Each person has an associated feature point in each frame it occurs in. This feature point gets tracked via Lucas-Kanade.[1] Each person gets tracked with its own WindowSize (see Petrack::winSize). There are currently two tracking methods and multiple refinements.

Tracking Methods#

  • Adaptive

    • When tracking adaptive, after a unsuccessful attempt the pyramid level of the Lucas-Kanade-Method is lowered. Sometimes this enables us to continue tracking. This gets repeated till the feature point gets successfully tracked or the minimal level of 0 is reached

  • Non-Adaptive

    • When tracking non-adaptive, only one attempt with one pyramid level is executed

Refinements#

Refinements only get executed if the error in normal tracking is too high

  • Track colorpoint

    • This refinement tried to track the color-point instead of the feature point. Remember that there are color points different from feature points with markers like the casern-marker or the combined multicolor-aruco-marker.

  • Near dark point

    • This method is only used with the Casern and Hermes Markers, which both have an black middle. The target of this method is to find this dark point in the middle of the marker and track that instead of the feature point.

  • BackgroundFilter - gets executed regardless of error, but needs to be enabled by user

    • Deletes trajectories which have more successive frames in the background than a user-specified maximum

How does a TrackPoint get added?#

Tracking#

First, tracking occurs in Tracker::track. As one of the last statement in this function, Tracker::insertFeaturePoints is called. If the point is in the original image (without border) and/or has a small tracking error and is in the picture, it will be added to the tajectory, by using TrackPerson::insertAtFrame, which will only accept the point, if the quality increases. If merging is activated, we search for another trajectory, less then one head size away from the current one and merge these, if they werent more distant to each other in neighbouring frames.

For clarification: The point that gets tracked is already part of a trajectory and the new one gets added to the same trajectory.

Recognition#

For the following section: If no class is mentioned, the function probably lies in recognition.cpp

First the markers are detected in their respective find*Marker-function. These points have coordinates respective to the reco-ROI. This difference gets corrected in the getMarkerPos-function. If the background-filter is enabled, it is enforced in getMarkerPos as well, deleting detected points which are in the background.

Then the detected points are added. This process starts at Tracker::addPoints, which delegates each point to Tracker::addPoint. Here all persons are searched whose current TrackPoint is less than one head width away from the detected point. In case of a multicolor marker with a black dot, this range is a bit bigger to take care of the difference between detected points and their position when the person is detected with or without the black dot.

If multiple people are within range of the newly detected point, we use the closest point. After the point is selected, we add them to the associated TrackPerson via TrackPerson::insertAtFrame.

TrackPerson::insertAtFrame#

In TrackPerson::insertAtFrame, points are handled differenently, depending on wether the call wants to append, prepend (mostly tracking) or replace (mostly recognition) a point. If the point to add is more than one frame away from the current first/last frame (e.g. appending a point from frame 100 to a person whose latest point was from 97), the points in between are linearly inerpolated. So the points are contigous.

If the point being appended/prepended is further away than the speed (between the last two points) would reasonably allow, the point is either not inserted (if this was the case for the last points as well) or extrapolated.

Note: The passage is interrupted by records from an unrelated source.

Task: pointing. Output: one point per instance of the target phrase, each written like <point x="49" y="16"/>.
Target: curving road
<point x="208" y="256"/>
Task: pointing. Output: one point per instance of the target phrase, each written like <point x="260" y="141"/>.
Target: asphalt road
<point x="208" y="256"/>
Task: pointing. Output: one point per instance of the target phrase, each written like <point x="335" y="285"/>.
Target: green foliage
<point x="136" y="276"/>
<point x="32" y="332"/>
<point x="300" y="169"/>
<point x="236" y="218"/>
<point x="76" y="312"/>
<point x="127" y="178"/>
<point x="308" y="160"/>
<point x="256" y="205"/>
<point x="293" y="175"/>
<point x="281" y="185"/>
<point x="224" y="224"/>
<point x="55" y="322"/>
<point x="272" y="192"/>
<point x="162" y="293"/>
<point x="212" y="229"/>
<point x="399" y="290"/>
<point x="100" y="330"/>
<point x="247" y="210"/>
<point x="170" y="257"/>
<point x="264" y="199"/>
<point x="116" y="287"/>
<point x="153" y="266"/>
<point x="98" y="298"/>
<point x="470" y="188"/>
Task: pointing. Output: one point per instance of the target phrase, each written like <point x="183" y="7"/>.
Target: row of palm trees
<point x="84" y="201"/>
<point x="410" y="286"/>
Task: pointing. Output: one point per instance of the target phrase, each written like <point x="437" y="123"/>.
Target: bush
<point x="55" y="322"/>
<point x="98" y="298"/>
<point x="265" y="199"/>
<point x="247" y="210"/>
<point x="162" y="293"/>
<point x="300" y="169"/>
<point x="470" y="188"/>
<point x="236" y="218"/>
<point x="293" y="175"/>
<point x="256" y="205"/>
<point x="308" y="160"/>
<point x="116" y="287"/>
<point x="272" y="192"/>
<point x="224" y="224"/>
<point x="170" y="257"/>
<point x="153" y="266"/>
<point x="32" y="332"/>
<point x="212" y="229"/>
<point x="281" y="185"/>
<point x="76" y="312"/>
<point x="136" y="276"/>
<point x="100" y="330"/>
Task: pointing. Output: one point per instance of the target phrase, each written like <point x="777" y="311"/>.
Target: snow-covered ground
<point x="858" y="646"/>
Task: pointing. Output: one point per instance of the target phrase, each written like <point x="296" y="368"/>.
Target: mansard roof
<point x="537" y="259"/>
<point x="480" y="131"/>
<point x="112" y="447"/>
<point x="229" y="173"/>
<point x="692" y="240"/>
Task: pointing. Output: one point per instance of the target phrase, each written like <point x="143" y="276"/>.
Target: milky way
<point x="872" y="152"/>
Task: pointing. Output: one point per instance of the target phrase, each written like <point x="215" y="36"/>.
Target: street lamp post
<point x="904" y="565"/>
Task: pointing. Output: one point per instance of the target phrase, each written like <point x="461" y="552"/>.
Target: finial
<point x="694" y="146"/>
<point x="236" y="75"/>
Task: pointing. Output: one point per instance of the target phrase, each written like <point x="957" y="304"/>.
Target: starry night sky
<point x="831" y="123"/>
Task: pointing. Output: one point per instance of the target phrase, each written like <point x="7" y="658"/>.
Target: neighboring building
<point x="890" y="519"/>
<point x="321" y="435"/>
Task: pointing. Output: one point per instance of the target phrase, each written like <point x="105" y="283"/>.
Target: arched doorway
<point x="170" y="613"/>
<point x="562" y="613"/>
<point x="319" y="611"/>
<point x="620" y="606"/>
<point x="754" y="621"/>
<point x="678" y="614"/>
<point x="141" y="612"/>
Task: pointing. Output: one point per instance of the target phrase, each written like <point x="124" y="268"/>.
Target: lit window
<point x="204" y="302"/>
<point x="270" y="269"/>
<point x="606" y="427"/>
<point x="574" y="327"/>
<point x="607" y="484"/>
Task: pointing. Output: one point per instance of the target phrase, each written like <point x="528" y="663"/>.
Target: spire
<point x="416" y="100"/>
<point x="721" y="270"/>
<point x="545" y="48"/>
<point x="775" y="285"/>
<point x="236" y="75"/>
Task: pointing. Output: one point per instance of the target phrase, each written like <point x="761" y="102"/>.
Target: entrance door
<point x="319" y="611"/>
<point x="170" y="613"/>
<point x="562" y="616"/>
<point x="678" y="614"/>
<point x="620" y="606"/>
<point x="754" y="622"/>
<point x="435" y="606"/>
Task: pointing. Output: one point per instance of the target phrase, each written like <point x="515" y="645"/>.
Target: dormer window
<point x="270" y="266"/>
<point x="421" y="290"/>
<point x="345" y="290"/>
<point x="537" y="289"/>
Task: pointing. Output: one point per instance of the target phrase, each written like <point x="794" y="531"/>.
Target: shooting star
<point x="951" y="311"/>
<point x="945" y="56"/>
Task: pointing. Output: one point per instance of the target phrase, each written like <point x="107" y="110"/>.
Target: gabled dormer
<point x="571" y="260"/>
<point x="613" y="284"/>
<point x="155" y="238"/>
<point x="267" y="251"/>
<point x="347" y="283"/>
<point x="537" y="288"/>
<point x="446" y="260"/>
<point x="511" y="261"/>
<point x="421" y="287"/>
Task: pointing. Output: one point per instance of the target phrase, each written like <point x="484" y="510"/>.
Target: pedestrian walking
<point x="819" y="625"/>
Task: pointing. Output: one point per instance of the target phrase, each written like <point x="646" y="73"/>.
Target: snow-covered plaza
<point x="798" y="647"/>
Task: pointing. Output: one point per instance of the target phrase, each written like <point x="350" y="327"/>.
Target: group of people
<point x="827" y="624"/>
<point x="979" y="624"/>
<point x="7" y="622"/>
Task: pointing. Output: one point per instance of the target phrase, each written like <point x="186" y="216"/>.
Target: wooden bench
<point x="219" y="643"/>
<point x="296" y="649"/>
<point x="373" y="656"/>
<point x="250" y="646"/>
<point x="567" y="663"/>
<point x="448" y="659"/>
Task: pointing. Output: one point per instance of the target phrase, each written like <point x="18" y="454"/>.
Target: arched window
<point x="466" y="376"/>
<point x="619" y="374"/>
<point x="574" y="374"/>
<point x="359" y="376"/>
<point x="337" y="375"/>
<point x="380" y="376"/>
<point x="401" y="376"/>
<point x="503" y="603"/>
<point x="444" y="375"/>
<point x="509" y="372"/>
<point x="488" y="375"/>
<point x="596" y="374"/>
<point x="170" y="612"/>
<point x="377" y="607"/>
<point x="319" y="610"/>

The extrapolated point has a quality of 0. [Extrapolation can be turned off by the user]

If we get a point from the multicolor-marker with black-dot or aruco marker, it might get shifted. If the point before or after was shifted or recongnized the dot/code and the current point only works via the multicolor-marker, the color-detected TrackPoint gets shifted by the difference between dot/code-point and color-point. This corrects stuttering that would occur when sometimes recognizing via color and sometimes via code/dot, since these usually result in different points.

If the point to be added wants to replace a point, the quality of the points are compared. If the new point has the better quality, but is far away from the sourrounding ones, the way to the point is probably not correct and the quality of the trajectory before and after the new point gets adjusted (the part from the new point to the next properly recognized point in each direction).

The quality of manually inserted points (over 100) gets reduced to 100.